P.M. : Sans vouloir être trop pessimiste, je pense que cette tension va perdurer pendant encore au moins deux ans. Les nouvelles approches thérapeutiques proposées actuellement ne changent rien à la problématique de la supply chain. Que cela soit, par exemple, des thérapies cellulaires CAR-T ou des virus oncolytiques, comme ceux produits par Transgene, toutes ces thérapies doivent être fabriquées dans des conditions aseptiques totales avec du matériel stérile à usage unique. Leur production est donc, elle aussi, soumise aux mêmes injonctions. Toutefois, aujourd’hui, quelques gros fabricants investissent en Europe, comme par exemple Merck qui a récemment investi dans son site de fabrication de produits à usage unique, en Alsace.
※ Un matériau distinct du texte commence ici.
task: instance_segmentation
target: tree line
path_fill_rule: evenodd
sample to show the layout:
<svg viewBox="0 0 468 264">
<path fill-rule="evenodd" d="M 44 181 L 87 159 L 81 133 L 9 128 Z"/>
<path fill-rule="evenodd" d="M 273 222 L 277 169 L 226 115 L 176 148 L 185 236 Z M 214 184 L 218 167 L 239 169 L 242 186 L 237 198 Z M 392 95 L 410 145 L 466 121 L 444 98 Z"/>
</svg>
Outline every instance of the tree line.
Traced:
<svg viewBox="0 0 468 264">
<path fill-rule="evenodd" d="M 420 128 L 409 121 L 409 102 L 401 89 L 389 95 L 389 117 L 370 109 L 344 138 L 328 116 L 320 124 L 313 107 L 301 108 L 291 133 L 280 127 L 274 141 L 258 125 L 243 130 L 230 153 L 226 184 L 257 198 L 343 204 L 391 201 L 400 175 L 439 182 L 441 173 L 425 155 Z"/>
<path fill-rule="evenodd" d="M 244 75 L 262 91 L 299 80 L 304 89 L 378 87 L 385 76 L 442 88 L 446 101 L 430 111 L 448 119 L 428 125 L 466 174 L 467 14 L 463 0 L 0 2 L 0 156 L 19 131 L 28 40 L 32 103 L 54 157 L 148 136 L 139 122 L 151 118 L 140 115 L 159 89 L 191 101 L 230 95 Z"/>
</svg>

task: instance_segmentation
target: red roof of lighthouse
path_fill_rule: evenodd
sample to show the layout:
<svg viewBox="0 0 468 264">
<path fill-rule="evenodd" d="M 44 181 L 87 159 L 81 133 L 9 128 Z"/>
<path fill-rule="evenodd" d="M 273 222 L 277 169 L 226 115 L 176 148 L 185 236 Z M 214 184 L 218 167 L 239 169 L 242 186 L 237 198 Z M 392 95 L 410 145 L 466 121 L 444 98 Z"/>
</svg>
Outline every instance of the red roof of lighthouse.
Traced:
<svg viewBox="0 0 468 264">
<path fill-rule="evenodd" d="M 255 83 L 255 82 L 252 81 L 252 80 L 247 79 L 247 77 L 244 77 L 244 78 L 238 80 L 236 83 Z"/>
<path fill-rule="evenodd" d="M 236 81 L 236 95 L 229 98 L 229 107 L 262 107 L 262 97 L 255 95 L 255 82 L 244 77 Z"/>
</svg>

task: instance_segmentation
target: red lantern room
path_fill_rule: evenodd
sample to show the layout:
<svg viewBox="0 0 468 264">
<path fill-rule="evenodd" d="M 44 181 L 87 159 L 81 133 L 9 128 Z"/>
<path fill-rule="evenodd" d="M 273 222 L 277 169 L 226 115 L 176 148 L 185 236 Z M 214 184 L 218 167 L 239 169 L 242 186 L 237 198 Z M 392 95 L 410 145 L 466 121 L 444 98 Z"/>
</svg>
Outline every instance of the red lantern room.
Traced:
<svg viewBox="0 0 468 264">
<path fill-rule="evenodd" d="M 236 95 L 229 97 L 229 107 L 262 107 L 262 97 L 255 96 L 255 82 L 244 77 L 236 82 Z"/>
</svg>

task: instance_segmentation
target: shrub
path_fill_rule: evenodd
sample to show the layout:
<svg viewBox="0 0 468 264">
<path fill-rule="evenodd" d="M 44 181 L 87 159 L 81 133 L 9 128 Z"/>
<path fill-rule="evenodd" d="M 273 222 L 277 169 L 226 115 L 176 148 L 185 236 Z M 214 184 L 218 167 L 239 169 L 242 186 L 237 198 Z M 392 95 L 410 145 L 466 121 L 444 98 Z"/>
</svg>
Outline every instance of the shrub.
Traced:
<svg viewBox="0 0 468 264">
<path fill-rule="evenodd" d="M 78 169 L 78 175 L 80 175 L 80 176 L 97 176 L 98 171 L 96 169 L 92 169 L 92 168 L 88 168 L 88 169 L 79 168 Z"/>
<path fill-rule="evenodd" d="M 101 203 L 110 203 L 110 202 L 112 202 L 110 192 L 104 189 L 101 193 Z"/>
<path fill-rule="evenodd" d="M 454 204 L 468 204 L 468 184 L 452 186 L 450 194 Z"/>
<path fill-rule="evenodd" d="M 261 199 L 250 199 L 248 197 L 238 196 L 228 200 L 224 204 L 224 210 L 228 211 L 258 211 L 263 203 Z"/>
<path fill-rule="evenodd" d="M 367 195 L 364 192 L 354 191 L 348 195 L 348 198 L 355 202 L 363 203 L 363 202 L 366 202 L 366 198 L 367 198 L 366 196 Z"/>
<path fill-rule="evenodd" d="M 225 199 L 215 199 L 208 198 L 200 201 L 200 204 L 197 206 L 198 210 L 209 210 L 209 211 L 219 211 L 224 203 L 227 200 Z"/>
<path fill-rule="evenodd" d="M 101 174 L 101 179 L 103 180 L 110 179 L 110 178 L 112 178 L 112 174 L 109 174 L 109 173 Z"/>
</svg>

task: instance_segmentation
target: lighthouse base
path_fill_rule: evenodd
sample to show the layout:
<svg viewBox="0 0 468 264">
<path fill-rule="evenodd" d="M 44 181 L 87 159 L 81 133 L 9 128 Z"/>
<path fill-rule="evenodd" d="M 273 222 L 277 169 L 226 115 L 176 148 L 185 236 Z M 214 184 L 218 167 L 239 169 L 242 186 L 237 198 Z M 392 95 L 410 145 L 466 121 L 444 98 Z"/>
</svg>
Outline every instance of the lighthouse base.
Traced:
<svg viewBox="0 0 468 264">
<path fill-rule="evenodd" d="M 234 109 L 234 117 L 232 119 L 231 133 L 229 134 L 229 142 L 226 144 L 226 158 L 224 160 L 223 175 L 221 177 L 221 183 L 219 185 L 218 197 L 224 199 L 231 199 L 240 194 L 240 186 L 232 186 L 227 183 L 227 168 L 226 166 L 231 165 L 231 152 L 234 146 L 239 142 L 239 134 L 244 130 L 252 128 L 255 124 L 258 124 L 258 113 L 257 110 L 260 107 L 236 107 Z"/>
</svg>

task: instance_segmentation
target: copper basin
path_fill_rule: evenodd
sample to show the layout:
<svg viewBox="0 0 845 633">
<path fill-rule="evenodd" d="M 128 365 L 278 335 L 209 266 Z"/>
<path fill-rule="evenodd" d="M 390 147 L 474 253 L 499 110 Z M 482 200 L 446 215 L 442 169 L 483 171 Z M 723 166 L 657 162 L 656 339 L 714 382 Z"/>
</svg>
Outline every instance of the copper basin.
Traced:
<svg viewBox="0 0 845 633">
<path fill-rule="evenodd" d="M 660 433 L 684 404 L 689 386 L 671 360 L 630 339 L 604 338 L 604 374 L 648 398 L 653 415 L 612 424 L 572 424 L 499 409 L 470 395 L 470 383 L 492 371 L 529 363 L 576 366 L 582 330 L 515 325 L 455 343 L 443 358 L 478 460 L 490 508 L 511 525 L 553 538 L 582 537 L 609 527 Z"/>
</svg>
La crise a également aidé nos gouvernements à prendre conscience de cette problématique. Des annonces ont été faites, mais leur mise en œuvre va encore prendre du temps. Les usines ne se font pas en un jour.
ABL en chiffres
• 1994 : Création du premier site dédié aux vecteurs viraux en Europe
• Plus de 25 ans d’expérience dans les vecteurs viraux
• 4 sites en France et aux États-Unis
• 320 employés
Usage unique : ils investissent en Europe
Malgré une prévalence américaine, quelques industriels veulent miser sur l’Europe pour la fabrication de produits à usage unique. C’est, par exemple, le cas des groupes allemands Merck et Sartorius. En septembre 2022, le laboratoire allemand Merck a ainsi annoncé un investissement de 130 millions d’euros supplémentaires, sur son site de production de Molsheim (Bas-Rhin), en Alsace, spécialisé dans la fabrication d’une large gamme de produits à usage unique. Cet investissement venait s’ajouter à un précédent de 25 M€, réalisé en 2021 dans cette installation. L’installation de Merck Molsheim produit, par exemple, des poches destinées à remplacer des équipements traditionnels en inox. En pariant sur ce site alsacien, Merck ambitionne une capacité de production destinée à répondre à la quasi-totalité des besoins du marché européen, avec l’ambition de positionner le site alsacien comme un « hub européen » du secteur.
Autre exemple, avec Sartorius qui, au début de l’année, a annoncé un vaste projet d'investissement en France. Le fournisseur d’équipements a ainsi augmenté et modernisé ses capacités d'innovation, de production et de stockage sur trois sites hexagonaux, à Aubagne (Bouches-du-Rhône), à Lourdes (Hautes-Pyrénées) et à Cergy (Val d'Oise). D'un montant total de 100 millions d'euros d'ici à 2025, cet investissement a été soutenu à hauteur de 18 M€ par les pouvoirs publics dans le cadre de l'Appel à manifestation d'intérêt Capacity Building soutenant les industries de santé.